Cartier heralds the dawn of the dainty, a new wave of the filigree art form that, ironically, has been around since centuries with its latest timepiece, Ronde Louis Cartier Filigree watch. Filigree is an age-old fanciful technique of goldsmithing that uses gold or silver threads soldered together in order to create lace-like motifs.
The ancient art of filigree appeared in Egypt in earliest antiquity. Its invention is attributed to the Sumerians in around 3000 B.C. before being developed in India, Tibet, Greece and Iran. Created in the new Maison des Métiers d’Art on site at La Chaux-de-Fonds, the Ronde Louis Cartier Filigree watch is testament to Cartier’s mission to perpetuate forgotten crafts and expertise such as granulation in 2013.

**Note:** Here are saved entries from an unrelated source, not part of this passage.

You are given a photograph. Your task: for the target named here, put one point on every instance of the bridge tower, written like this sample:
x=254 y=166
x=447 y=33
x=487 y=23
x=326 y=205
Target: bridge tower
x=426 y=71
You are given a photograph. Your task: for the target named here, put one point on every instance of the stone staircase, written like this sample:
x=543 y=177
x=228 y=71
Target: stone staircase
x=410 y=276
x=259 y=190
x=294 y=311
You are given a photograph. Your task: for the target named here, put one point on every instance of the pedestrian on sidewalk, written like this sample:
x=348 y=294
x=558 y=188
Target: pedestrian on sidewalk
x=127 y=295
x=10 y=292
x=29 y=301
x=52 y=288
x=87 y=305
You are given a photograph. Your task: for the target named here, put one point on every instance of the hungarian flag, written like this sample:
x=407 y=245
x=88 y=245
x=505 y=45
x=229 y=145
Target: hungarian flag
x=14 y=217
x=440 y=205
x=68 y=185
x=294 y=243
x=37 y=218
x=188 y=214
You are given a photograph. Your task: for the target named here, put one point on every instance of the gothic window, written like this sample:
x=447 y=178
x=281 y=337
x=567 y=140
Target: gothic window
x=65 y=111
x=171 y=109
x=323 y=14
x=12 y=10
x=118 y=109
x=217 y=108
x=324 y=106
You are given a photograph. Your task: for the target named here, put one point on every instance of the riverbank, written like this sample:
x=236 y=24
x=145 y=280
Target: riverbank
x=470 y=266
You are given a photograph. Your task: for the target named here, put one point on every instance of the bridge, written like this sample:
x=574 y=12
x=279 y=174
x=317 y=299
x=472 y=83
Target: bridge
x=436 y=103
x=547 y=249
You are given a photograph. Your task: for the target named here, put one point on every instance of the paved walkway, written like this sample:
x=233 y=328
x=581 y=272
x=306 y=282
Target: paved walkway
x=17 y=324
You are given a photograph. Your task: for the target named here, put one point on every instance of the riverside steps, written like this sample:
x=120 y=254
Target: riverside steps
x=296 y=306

The lacework watch is made in a 42 mm yellow gold case, with its dial featuring a panther motif made by 22 karat yellow gold and 950 platinum threads. Sovereigns draped in brocade, the two panthers look at each other with their emerald eyes.
This delicate feline tête-à-tête is set against the background of a starry sky and surrounded by a middle pave set with diamonds, which is partly covered by the motif.
The watch is powered by a 430MC manufacture caliber, protected by a scratch-resistant sapphire crystal. The blue alligator leather strap with 18 karat gold folding clasp adds an unmistakable class to the timepiece.
The Ronde Louis Cartier Filigree watch is a limited edition of 20 numbered pieces.